Keine Berichtigung bestandskräftiger Steuerbescheide bei fehlender Erfassung der erklärten Einkünfte durch das Finanzamt

Das Glück des Einen ist das Pech des Anderen. Das Finanzamt versäumt ausgerechnet die Seite der Steuererklärung zu scannen, in der Einkünfte von über 128.000 Euro erklärt werden; zur Freude des Steuerpflichtigen. Der Fehler fällt ein Jahr später auf. Ist der Bescheid nach § 129 AO änderbar? Hier die Details.

Die Einzelheiten

Der Kläger reichte seine Einkommensteuer auf amtlichem Vordruck ein und erklärte Einkünfte aus selbständiger Arbeit in Höhe von über 128.000 €. Beim Scannen der Erklärung im FA wurde jedoch versehentlich die Anlage S übersehen. Die maschinelle Prüfung durch das Risikomanagementsystem führte zu mehrere Prüf- und Risikohinweisen, die u.a. auf Einkünfte „des Ehemanns/der Ehefrau von weniger als 4.200 €“ hinwiesen und eine „personelle Prüfung“ des als „risikobehaftet“ eingestuften Falls vorsahen.

Die zuständige Sachbearbeiterin bearbeitete diese Prüf- und Risikohinweise. Sie prüfte jedoch nicht, ob die Einkünfte des Klägers aus selbständiger Arbeit zutreffend im Einkommensteuerbescheid übernommen worden waren. Infolgedessen unterblieb die Erfassung der Einkünfte aus selbständiger Arbeit. Der Fehler wurde erst im Folgejahr erkannt, woraufhin das FA den Einkommensteuerbescheid nach § 129 Satz 1 AO berichtigte.

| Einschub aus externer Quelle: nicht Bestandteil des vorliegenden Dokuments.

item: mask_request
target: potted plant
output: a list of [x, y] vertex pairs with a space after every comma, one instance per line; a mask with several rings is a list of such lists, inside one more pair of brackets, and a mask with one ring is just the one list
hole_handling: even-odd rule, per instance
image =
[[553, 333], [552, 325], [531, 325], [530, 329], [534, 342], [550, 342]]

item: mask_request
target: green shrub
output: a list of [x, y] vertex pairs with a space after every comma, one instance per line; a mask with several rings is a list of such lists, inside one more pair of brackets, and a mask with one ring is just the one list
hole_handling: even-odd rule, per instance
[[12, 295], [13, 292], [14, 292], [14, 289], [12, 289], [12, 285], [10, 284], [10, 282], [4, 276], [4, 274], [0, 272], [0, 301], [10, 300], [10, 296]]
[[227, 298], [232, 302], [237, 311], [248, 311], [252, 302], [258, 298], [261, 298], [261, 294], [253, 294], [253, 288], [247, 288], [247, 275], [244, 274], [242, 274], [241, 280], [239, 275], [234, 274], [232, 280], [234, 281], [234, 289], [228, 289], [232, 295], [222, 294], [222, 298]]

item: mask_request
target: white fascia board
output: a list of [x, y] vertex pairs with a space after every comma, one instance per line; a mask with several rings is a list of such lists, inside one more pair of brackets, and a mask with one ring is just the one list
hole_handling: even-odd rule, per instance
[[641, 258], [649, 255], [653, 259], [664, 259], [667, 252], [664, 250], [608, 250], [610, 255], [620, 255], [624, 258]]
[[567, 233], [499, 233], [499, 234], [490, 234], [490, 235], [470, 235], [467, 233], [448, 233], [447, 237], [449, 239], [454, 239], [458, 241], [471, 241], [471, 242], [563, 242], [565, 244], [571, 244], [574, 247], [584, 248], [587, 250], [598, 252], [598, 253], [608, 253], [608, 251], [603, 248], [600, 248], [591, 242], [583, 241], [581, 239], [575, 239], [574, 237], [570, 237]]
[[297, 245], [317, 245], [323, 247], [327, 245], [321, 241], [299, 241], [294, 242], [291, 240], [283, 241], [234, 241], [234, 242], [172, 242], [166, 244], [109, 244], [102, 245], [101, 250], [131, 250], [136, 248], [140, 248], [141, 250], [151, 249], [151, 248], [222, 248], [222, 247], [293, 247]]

Das Finanzgericht vertrat die Auffassung, dass das FA zur Berichtigung des Einkommensteuerbescheids berechtigt gewesen sei.

Das Urteil des BFH

Der BFH folgte dem nicht und gab dem Steuerpflichtigen recht. Nach § 129 Satz 1 AO ist nur die Berichtigung von Schreibfehlern, Rechenfehlern und ähnlichen offenbaren Unrichtigkeiten (sog. mechanische Versehen), die beim Erlass des Verwaltungsakts unterlaufen sind erlaubt. Eine Korrektur nach § 129 AO kommt dagegen nicht in Betracht, wenn dem Sachbearbeiter des FA ein Tatsachen- oder Rechtsirrtum unterlaufen ist oder er den Sachverhalt mangelhaft aufgeklärt hat.

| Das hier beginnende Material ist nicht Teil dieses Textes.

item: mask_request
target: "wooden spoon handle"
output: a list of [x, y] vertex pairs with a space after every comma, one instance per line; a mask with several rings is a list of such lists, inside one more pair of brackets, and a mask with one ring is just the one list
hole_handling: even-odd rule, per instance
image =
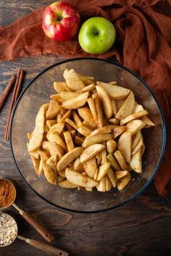
[[67, 252], [62, 251], [62, 249], [53, 247], [51, 245], [43, 244], [41, 241], [38, 241], [34, 239], [27, 239], [26, 242], [30, 245], [41, 249], [41, 251], [49, 253], [51, 255], [68, 256], [69, 255], [68, 252]]
[[54, 236], [52, 234], [49, 232], [47, 229], [45, 228], [42, 225], [41, 225], [38, 220], [36, 220], [30, 214], [22, 210], [21, 215], [30, 226], [32, 226], [38, 231], [38, 233], [40, 234], [42, 237], [43, 237], [45, 240], [49, 242], [51, 242], [54, 240]]

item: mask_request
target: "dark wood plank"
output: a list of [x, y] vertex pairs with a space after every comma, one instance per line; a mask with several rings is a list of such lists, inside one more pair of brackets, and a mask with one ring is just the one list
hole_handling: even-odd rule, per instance
[[[51, 1], [0, 0], [0, 25], [7, 25]], [[25, 58], [0, 62], [0, 94], [12, 74], [19, 68], [26, 71], [28, 83], [46, 67], [60, 61], [53, 56]], [[13, 162], [9, 141], [4, 141], [6, 119], [12, 94], [0, 113], [0, 176], [16, 181], [17, 203], [29, 210], [55, 236], [53, 242], [71, 256], [161, 256], [171, 252], [170, 200], [157, 195], [153, 184], [138, 198], [120, 208], [97, 214], [72, 213], [59, 210], [39, 198], [26, 185]], [[42, 241], [34, 230], [16, 214], [20, 234]], [[16, 240], [0, 248], [0, 255], [45, 256], [46, 253]]]

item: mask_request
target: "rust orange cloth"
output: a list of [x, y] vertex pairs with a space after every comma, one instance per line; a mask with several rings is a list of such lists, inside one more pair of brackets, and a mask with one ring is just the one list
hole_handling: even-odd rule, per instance
[[[159, 101], [167, 124], [167, 146], [155, 177], [159, 194], [165, 194], [171, 178], [171, 1], [170, 0], [70, 0], [81, 20], [103, 16], [117, 29], [114, 46], [102, 58], [116, 56], [125, 67], [141, 77]], [[84, 52], [78, 38], [57, 43], [41, 29], [44, 7], [7, 26], [0, 27], [0, 60], [46, 54], [64, 57], [93, 56]]]

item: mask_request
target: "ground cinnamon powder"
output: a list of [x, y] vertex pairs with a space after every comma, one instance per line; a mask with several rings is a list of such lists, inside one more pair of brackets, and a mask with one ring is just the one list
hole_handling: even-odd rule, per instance
[[0, 207], [10, 205], [14, 202], [15, 196], [14, 186], [8, 181], [0, 180]]

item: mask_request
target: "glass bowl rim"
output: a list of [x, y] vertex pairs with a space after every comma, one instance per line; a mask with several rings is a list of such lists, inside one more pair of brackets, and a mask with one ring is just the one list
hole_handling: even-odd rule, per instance
[[[117, 67], [120, 67], [121, 68], [122, 68], [123, 70], [128, 71], [128, 73], [130, 73], [130, 74], [132, 74], [133, 76], [135, 76], [137, 79], [138, 79], [142, 83], [143, 85], [147, 88], [147, 90], [149, 91], [149, 93], [151, 94], [152, 97], [154, 98], [154, 101], [156, 102], [156, 104], [159, 110], [159, 113], [162, 117], [162, 135], [163, 135], [163, 139], [162, 139], [162, 151], [160, 153], [160, 156], [159, 158], [159, 161], [156, 165], [155, 169], [154, 170], [153, 174], [151, 175], [151, 178], [149, 178], [149, 181], [147, 181], [147, 182], [146, 183], [145, 185], [143, 185], [143, 186], [142, 186], [142, 188], [137, 192], [135, 193], [133, 196], [132, 196], [131, 197], [130, 197], [128, 200], [120, 203], [115, 206], [112, 206], [110, 207], [109, 208], [107, 209], [103, 209], [103, 210], [95, 210], [95, 211], [81, 211], [81, 210], [72, 210], [72, 209], [68, 209], [68, 208], [65, 208], [63, 207], [62, 206], [59, 206], [55, 205], [54, 203], [50, 202], [49, 199], [46, 199], [45, 197], [43, 197], [43, 196], [41, 196], [39, 193], [38, 193], [32, 186], [31, 185], [29, 184], [29, 183], [26, 181], [26, 179], [25, 178], [25, 177], [23, 176], [19, 166], [17, 162], [17, 160], [15, 159], [15, 156], [13, 152], [13, 149], [12, 149], [12, 123], [13, 123], [13, 119], [14, 117], [14, 114], [15, 114], [15, 111], [17, 108], [18, 104], [21, 99], [21, 98], [22, 97], [22, 96], [24, 95], [25, 92], [27, 91], [27, 89], [31, 86], [31, 84], [37, 79], [38, 78], [38, 77], [41, 76], [41, 75], [43, 75], [43, 73], [45, 73], [46, 71], [52, 69], [54, 67], [59, 66], [62, 64], [64, 63], [67, 63], [67, 62], [70, 62], [72, 61], [79, 61], [79, 60], [83, 60], [83, 59], [88, 59], [88, 60], [96, 60], [96, 61], [100, 61], [100, 62], [107, 62], [109, 64], [112, 64], [114, 65], [116, 65]], [[134, 73], [133, 71], [130, 70], [128, 68], [125, 67], [125, 66], [123, 66], [122, 64], [114, 61], [114, 60], [112, 60], [112, 59], [101, 59], [101, 58], [96, 58], [96, 57], [78, 57], [78, 58], [72, 58], [72, 59], [67, 59], [62, 61], [59, 61], [57, 63], [53, 64], [52, 65], [45, 68], [43, 70], [42, 70], [41, 72], [40, 72], [37, 75], [36, 75], [36, 77], [32, 79], [28, 84], [28, 86], [26, 86], [26, 87], [25, 88], [25, 89], [22, 91], [22, 93], [20, 94], [20, 96], [17, 99], [17, 101], [14, 105], [14, 110], [12, 111], [12, 117], [11, 117], [11, 121], [10, 121], [10, 127], [9, 127], [9, 143], [10, 143], [10, 149], [11, 149], [11, 152], [12, 152], [12, 155], [13, 157], [13, 160], [14, 161], [14, 163], [17, 166], [17, 169], [18, 170], [18, 172], [20, 173], [20, 174], [21, 175], [22, 179], [25, 181], [25, 182], [29, 186], [29, 187], [38, 196], [40, 197], [43, 200], [45, 200], [46, 202], [49, 203], [50, 205], [58, 207], [61, 210], [66, 210], [68, 212], [78, 212], [78, 213], [85, 213], [85, 214], [88, 214], [88, 213], [97, 213], [97, 212], [106, 212], [110, 210], [113, 210], [113, 209], [116, 209], [120, 206], [122, 206], [127, 203], [128, 203], [129, 202], [130, 202], [131, 200], [133, 200], [134, 199], [135, 199], [137, 197], [138, 197], [150, 184], [150, 183], [152, 181], [154, 176], [156, 175], [157, 170], [159, 170], [159, 165], [162, 163], [162, 157], [164, 155], [164, 149], [165, 149], [165, 144], [166, 144], [166, 126], [165, 126], [165, 122], [164, 122], [164, 115], [162, 113], [162, 107], [158, 102], [158, 100], [157, 99], [154, 92], [152, 91], [152, 90], [151, 89], [151, 88], [146, 83], [146, 82], [143, 81], [143, 80], [142, 78], [141, 78], [138, 75], [136, 75], [135, 73]]]

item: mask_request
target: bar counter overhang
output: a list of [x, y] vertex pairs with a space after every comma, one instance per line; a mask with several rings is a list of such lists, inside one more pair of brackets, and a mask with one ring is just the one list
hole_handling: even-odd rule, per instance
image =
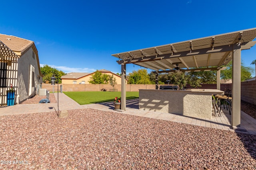
[[211, 119], [212, 96], [224, 92], [217, 89], [140, 89], [139, 109]]

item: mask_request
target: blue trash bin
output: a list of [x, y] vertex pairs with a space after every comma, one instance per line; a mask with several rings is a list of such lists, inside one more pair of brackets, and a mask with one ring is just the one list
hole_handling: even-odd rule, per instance
[[6, 96], [7, 96], [7, 106], [13, 106], [14, 104], [15, 90], [6, 91]]

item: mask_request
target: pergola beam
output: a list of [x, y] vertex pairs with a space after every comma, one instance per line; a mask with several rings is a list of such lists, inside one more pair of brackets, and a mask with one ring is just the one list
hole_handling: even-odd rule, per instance
[[152, 69], [153, 70], [159, 70], [159, 69], [158, 68], [156, 67], [154, 67], [152, 66], [148, 65], [146, 63], [145, 63], [145, 62], [144, 63], [134, 63], [135, 64], [136, 64], [137, 65], [138, 65], [139, 66], [141, 66], [145, 67], [146, 68], [150, 68], [151, 69]]
[[147, 53], [145, 52], [143, 50], [140, 50], [140, 53], [141, 53], [141, 55], [143, 56], [150, 57], [151, 56], [151, 55], [149, 54], [148, 54]]
[[[120, 61], [116, 61], [120, 64], [125, 63], [126, 64], [134, 63], [135, 63], [144, 62], [145, 61], [154, 61], [160, 60], [162, 59], [170, 59], [173, 58], [181, 58], [184, 57], [193, 56], [195, 55], [200, 55], [205, 54], [211, 54], [217, 53], [222, 53], [228, 51], [228, 53], [233, 51], [233, 48], [231, 46], [229, 45], [225, 45], [221, 46], [218, 46], [215, 48], [215, 49], [212, 50], [209, 48], [202, 49], [194, 50], [193, 53], [190, 53], [188, 51], [182, 51], [176, 53], [175, 55], [172, 55], [171, 54], [166, 54], [161, 55], [156, 55], [155, 56], [151, 56], [149, 57], [140, 57], [137, 59], [126, 59]], [[141, 50], [142, 53], [143, 51]], [[145, 53], [144, 53], [144, 55]]]
[[196, 56], [195, 56], [194, 55], [193, 56], [193, 59], [194, 60], [194, 62], [195, 63], [195, 64], [196, 66], [196, 68], [198, 68], [198, 65], [197, 64], [197, 62], [196, 62]]
[[[225, 60], [227, 58], [228, 56], [230, 55], [230, 51], [227, 51], [226, 52], [226, 53], [225, 53], [225, 55], [223, 56], [223, 57], [222, 57], [222, 58], [221, 59], [221, 60], [220, 60], [220, 61], [219, 63], [219, 64], [218, 64], [218, 66], [220, 66], [222, 65], [224, 65], [224, 63], [226, 63], [225, 62]], [[226, 64], [228, 64], [228, 63], [227, 63]], [[226, 65], [226, 64], [225, 65]]]
[[214, 40], [215, 40], [215, 37], [212, 37], [212, 43], [211, 44], [211, 48], [212, 48], [212, 50], [214, 49]]
[[208, 59], [207, 59], [207, 64], [206, 64], [206, 67], [208, 67], [209, 66], [209, 64], [210, 64], [210, 59], [211, 58], [211, 54], [209, 54], [208, 55]]
[[[213, 67], [208, 68], [194, 68], [189, 69], [181, 69], [180, 70], [180, 72], [194, 72], [198, 71], [218, 71], [218, 70], [223, 70], [226, 68], [226, 67]], [[153, 73], [155, 73], [156, 72], [152, 72]], [[175, 70], [166, 70], [164, 71], [158, 71], [158, 73], [168, 73], [168, 72], [175, 72]]]
[[185, 67], [186, 67], [187, 68], [189, 69], [189, 67], [188, 66], [188, 65], [186, 64], [186, 63], [184, 61], [183, 59], [181, 58], [179, 58], [179, 60], [182, 63], [182, 64], [185, 66]]

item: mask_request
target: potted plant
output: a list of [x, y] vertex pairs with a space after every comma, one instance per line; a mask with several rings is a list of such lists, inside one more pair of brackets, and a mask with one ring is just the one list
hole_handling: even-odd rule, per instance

Im Urteilsfall beruhte der fehlerhafte Einkommensteuerbescheid darauf, dass die zutreffende Höhe der im Bescheid angesetzten Einkünfte nicht aufgeklärt wurde, obwohl aufgrund der Risiko- und Prüfhinweise Zweifel an der Richtigkeit dieser Einkünfte bestanden und deshalb eine weitere Sachaufklärung geboten war. Dies schließt das Vorliegen eines bloß mechanischen Versehens und damit die Anwendung der Berichtigungsnorm des § 129 AO aus, so das Urteil des BFH.

Fazit:

Dieser Fall dürfte wohl als weiteres Fallbeispiel in den AEAO zu § 129 einfließen. Die Scanprozesse im Finanzamt dürften wohl nun doppelt und dreifach abgesichert worden sein.

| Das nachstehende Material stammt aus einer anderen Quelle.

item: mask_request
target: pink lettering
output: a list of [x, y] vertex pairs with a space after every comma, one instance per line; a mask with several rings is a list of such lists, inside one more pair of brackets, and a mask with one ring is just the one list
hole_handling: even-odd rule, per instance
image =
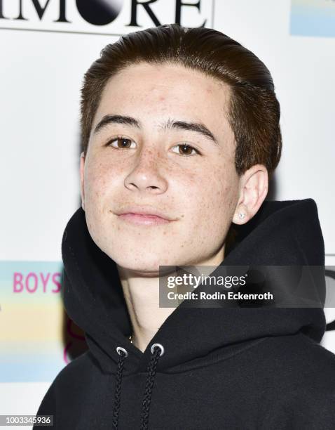
[[46, 277], [46, 279], [44, 279], [44, 276], [43, 275], [43, 273], [40, 273], [40, 275], [41, 275], [41, 279], [42, 280], [42, 284], [43, 284], [43, 292], [46, 292], [46, 285], [48, 283], [48, 280], [50, 278], [50, 273], [48, 273], [48, 276]]
[[57, 289], [52, 289], [52, 290], [51, 290], [51, 291], [52, 291], [52, 292], [60, 292], [60, 287], [61, 287], [61, 285], [60, 285], [60, 282], [58, 282], [57, 280], [55, 280], [55, 278], [56, 278], [56, 276], [58, 276], [59, 278], [60, 278], [60, 277], [61, 277], [61, 275], [62, 275], [62, 273], [54, 273], [54, 274], [53, 275], [53, 283], [54, 283], [55, 285], [57, 285]]
[[[14, 283], [13, 285], [13, 292], [21, 292], [23, 290], [22, 274], [20, 272], [14, 272]], [[18, 287], [18, 285], [20, 287]]]
[[[31, 287], [29, 287], [29, 279], [31, 278], [34, 278], [34, 282], [35, 282], [35, 285], [34, 285], [34, 287], [33, 289], [31, 289]], [[39, 279], [38, 279], [37, 276], [36, 275], [36, 274], [34, 273], [33, 272], [30, 272], [29, 273], [28, 273], [28, 275], [27, 275], [27, 278], [26, 278], [25, 284], [26, 284], [26, 289], [27, 289], [27, 291], [28, 292], [29, 292], [29, 293], [35, 292], [35, 291], [37, 289], [37, 286], [38, 286], [38, 284], [39, 284]]]

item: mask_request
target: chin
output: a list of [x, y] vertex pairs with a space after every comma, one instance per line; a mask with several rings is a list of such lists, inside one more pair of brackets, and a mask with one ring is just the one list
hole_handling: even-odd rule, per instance
[[160, 266], [176, 265], [175, 261], [167, 259], [166, 255], [162, 255], [160, 258], [157, 253], [139, 252], [136, 256], [130, 254], [130, 253], [109, 253], [109, 255], [118, 266], [146, 276], [158, 276]]

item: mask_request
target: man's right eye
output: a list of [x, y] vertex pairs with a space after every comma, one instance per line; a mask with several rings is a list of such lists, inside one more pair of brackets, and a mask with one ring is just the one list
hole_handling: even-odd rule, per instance
[[114, 139], [109, 141], [108, 142], [108, 146], [111, 146], [117, 149], [128, 149], [129, 148], [131, 148], [130, 145], [132, 143], [135, 144], [135, 143], [131, 139], [122, 136], [118, 136]]

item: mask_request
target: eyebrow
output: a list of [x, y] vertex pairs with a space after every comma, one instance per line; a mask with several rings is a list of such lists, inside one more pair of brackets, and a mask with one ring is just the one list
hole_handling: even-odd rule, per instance
[[[137, 129], [142, 128], [141, 122], [135, 118], [132, 118], [132, 117], [108, 115], [104, 115], [102, 119], [101, 119], [101, 121], [97, 124], [94, 129], [93, 134], [100, 131], [109, 124], [124, 124], [136, 127]], [[219, 145], [217, 139], [215, 138], [214, 134], [206, 127], [206, 126], [202, 123], [189, 122], [186, 121], [175, 121], [169, 119], [166, 122], [160, 124], [160, 128], [163, 131], [167, 129], [179, 129], [195, 131], [196, 133], [199, 133], [203, 136], [209, 138], [215, 143], [215, 145]]]

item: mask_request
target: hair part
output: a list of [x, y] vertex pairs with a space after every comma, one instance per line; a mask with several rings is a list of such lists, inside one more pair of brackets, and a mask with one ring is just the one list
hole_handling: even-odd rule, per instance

Für die Praxis bleibt festzuhalten, dass ein bestandskräftiger Steuerbescheid nicht mehr nachträglich nach § 129 AO berichtigt werden, wenn die fehlende Erfassung der vom Steuerpflichtigen ordnungsgemäß erklärten Einkünfte trotz ergangener Prüf- und Risikohinweise nicht auf einem bloßen „mechanischen Versehen“ beruht, so das Urteil des BFH vom 14.01.2020 (VIII R 4/17).